What are the Benefits?

  • better overall moods

  • increased energy

  • more weight loss

  • improved glucose tolerance

  • better blood pressure control

  • lower triglycerides

  • better appetite management

What are the Risks?

  • eliminating legumes cuts excellent sources of fiber and protein

  • eliminating whole grains can deny the body nutrients like B vitamins, iron & magnesium

  • unintended and/or unmonitored ketosis (high levels of ketones in the blood can make you very sick)

  • low energy, making exercise and focus more difficult in the early stages

  • eliminating certain dairy sources can result in Vit D & calcium deficiencies

  • increase the risk of kidney and heart disease, as well as certain cancers due to increase of saturated fat intake

  • can promote orthorexia (the unhealthy, hyper-focus on food that can result in labeling otherwise healthy food as "bad")

If this seems like a lifestyle you can maintain for the long-term, check out this article by Kris Gunnars for Healthline for a good overview and meal plans.
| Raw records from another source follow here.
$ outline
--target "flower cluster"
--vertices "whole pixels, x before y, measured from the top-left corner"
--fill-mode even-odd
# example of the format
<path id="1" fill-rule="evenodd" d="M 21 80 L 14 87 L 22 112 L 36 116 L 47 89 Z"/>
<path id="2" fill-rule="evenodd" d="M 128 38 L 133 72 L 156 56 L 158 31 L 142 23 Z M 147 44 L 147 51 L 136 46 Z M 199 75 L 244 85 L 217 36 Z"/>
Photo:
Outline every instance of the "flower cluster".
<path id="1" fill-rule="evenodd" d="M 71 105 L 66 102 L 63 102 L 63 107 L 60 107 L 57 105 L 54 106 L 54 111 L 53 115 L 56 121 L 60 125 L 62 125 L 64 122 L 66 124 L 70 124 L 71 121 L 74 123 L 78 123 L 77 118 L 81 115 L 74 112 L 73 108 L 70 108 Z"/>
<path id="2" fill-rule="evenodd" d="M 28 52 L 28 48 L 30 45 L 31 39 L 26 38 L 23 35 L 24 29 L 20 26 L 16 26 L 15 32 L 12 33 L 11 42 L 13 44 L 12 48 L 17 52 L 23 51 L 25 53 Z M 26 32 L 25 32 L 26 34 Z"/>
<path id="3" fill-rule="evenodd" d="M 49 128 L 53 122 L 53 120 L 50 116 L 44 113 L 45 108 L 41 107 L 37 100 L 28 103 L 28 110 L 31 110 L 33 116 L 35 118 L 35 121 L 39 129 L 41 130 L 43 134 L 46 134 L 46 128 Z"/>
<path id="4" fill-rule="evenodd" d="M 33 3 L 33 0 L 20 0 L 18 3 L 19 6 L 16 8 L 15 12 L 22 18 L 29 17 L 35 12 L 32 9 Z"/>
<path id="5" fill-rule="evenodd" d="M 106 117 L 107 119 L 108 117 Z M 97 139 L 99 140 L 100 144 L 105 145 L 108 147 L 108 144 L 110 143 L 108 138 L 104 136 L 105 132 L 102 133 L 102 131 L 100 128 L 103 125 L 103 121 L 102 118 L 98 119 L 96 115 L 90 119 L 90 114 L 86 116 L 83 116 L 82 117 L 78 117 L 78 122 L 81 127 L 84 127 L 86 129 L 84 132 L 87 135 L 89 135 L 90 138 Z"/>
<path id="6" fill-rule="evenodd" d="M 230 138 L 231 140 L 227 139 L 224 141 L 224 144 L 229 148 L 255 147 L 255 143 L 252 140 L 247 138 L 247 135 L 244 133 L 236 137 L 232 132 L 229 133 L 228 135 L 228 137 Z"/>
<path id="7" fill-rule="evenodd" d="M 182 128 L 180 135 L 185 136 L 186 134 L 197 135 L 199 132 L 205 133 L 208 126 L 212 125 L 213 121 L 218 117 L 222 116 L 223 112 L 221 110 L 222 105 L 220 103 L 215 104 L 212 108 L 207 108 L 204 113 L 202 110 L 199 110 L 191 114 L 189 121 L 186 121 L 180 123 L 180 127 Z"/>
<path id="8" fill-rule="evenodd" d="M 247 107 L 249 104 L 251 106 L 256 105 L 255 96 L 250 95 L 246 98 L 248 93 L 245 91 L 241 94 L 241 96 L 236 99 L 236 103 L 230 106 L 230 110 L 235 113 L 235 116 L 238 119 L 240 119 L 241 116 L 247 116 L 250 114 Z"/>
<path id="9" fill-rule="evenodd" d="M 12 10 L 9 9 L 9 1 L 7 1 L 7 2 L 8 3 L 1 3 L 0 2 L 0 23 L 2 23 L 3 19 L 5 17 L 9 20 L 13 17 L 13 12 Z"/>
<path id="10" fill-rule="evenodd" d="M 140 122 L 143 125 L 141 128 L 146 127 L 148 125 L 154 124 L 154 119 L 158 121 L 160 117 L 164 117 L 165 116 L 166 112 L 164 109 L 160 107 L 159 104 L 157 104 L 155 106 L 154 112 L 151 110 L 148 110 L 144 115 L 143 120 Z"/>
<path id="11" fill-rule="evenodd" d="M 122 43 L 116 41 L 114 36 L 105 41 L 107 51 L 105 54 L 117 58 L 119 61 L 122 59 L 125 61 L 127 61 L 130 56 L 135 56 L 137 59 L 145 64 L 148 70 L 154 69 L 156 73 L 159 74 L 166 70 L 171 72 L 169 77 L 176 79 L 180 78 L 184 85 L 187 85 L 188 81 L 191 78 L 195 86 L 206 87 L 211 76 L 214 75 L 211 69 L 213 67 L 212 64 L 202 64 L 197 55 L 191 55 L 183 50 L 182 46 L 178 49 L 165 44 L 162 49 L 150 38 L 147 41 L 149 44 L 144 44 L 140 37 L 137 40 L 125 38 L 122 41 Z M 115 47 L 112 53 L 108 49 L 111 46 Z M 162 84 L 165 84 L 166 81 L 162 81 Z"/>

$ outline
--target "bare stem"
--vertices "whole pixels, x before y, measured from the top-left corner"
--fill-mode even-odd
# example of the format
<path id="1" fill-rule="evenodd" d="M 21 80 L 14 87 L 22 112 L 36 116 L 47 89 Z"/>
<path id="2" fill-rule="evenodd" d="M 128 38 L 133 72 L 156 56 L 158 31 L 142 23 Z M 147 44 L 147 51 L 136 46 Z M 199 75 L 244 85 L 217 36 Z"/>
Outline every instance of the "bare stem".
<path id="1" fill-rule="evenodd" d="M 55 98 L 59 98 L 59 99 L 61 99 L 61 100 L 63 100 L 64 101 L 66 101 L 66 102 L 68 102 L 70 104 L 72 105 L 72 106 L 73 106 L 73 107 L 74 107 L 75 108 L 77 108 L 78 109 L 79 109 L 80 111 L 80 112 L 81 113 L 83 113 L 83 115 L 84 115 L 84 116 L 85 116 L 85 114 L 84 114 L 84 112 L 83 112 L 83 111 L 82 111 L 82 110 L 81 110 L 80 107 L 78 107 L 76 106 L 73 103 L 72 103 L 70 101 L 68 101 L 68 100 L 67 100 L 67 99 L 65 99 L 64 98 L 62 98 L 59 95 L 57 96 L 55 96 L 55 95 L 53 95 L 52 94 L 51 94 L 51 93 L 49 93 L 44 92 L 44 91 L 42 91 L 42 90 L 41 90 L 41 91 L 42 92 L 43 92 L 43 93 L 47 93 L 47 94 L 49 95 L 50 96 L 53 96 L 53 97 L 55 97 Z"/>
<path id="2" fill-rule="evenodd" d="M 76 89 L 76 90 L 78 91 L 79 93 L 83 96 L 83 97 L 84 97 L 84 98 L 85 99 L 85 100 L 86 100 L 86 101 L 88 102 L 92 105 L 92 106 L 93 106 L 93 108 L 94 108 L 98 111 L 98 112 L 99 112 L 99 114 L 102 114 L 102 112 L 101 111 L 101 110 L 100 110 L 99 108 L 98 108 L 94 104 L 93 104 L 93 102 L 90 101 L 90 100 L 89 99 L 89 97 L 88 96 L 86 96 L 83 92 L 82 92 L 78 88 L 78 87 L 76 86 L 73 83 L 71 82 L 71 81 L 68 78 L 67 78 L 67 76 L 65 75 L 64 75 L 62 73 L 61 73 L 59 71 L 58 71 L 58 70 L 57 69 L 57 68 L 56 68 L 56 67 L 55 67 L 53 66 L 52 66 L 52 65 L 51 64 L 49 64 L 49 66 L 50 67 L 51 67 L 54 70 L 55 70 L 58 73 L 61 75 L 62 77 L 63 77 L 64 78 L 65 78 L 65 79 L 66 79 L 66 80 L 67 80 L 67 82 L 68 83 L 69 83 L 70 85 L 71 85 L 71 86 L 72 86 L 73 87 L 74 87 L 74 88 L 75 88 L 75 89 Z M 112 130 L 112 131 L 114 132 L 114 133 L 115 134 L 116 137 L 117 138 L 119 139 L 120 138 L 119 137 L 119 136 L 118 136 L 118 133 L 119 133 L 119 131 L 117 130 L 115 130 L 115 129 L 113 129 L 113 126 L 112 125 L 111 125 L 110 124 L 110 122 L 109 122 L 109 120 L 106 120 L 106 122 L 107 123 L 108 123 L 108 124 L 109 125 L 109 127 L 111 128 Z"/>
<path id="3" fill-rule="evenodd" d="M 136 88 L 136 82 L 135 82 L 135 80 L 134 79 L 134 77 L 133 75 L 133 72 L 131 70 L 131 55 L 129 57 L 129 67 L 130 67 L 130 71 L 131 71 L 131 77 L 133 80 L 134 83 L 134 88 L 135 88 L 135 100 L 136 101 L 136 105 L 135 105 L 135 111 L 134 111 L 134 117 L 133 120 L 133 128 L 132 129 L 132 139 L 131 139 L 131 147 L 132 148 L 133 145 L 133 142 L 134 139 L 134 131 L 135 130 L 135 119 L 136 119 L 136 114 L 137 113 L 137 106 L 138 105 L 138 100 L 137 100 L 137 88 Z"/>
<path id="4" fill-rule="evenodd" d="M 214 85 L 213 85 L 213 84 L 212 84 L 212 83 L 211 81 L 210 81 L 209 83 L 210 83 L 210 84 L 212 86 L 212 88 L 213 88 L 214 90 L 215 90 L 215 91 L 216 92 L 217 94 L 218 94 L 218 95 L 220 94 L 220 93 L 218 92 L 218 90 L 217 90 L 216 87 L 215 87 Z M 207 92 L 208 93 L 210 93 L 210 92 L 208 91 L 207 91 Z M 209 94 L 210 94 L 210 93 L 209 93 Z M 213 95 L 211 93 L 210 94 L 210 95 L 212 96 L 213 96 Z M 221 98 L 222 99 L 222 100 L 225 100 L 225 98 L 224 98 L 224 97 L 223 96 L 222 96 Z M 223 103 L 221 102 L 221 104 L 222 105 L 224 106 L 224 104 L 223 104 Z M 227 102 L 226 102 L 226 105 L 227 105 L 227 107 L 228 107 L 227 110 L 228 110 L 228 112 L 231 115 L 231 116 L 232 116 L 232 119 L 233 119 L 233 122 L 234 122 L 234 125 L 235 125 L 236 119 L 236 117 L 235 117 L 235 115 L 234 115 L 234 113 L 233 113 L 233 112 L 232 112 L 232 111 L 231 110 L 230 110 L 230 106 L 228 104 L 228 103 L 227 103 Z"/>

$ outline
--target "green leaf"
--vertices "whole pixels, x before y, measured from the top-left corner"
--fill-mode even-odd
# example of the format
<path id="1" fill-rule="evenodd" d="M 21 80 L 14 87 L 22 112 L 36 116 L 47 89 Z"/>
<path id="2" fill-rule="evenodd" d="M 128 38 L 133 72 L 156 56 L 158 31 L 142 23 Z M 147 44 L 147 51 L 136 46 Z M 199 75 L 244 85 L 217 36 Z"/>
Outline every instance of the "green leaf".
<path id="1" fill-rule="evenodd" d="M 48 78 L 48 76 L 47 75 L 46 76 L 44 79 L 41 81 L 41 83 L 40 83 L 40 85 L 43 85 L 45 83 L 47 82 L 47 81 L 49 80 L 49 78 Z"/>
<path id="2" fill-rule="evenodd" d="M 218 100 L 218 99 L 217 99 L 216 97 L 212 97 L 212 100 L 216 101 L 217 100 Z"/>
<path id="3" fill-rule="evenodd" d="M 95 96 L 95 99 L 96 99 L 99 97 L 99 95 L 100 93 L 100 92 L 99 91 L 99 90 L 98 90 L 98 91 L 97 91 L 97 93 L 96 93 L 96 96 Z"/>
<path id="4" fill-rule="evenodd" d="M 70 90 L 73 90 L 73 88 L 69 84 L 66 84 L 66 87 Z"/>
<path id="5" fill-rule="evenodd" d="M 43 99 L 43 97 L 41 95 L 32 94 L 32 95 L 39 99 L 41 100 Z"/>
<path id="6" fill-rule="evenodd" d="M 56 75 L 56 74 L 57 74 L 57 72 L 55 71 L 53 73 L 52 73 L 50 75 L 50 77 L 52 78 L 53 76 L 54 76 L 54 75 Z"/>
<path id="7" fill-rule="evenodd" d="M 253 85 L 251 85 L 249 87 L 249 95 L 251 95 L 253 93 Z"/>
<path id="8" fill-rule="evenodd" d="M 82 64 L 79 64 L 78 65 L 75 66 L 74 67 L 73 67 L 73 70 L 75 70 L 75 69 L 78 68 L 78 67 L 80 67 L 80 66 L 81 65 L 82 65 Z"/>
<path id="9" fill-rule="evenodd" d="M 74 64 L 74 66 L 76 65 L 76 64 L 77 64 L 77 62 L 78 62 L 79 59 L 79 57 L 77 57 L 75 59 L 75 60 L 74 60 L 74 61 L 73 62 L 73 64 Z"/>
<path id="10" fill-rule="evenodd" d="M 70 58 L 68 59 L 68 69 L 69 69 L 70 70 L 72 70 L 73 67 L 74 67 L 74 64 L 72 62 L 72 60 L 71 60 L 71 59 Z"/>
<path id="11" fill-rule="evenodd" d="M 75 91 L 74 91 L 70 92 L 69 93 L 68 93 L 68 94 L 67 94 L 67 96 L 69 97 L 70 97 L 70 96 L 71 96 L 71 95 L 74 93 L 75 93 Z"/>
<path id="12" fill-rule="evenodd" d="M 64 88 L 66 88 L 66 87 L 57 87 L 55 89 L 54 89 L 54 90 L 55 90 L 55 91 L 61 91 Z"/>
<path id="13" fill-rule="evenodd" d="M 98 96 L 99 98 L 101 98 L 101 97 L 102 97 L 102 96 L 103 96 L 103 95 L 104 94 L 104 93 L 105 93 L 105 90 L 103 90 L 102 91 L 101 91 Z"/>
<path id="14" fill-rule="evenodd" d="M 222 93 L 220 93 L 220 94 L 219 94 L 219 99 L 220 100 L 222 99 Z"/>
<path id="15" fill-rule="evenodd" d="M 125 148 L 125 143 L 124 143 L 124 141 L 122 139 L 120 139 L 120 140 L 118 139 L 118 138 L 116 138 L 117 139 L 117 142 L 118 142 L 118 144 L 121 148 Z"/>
If you're already doing the Paleo thing and want to streamline your eating even more, consider the Bulletproof Diet. It's got more structure, and the specifics do matter, but the benefits are worth it.

Bottom Line...

Paleo eating, with it's focus on natural, whole foods, can help you make significantly better food choices, but realize this is a full on lifestyle choice. You cannot be bouncing back and forth daily between gobs of junk food, starches, and sugars and expect any can, in fact do yourself great harm. If this kind of structured eating might leave you feeling deprived, then it may not be the plan for you. Of course, you can always schedule a weekly treat meal if there's some food you fear you'll miss too much, then eat clean until your next scheduled treat. Any eating plan can be slightly tweaked!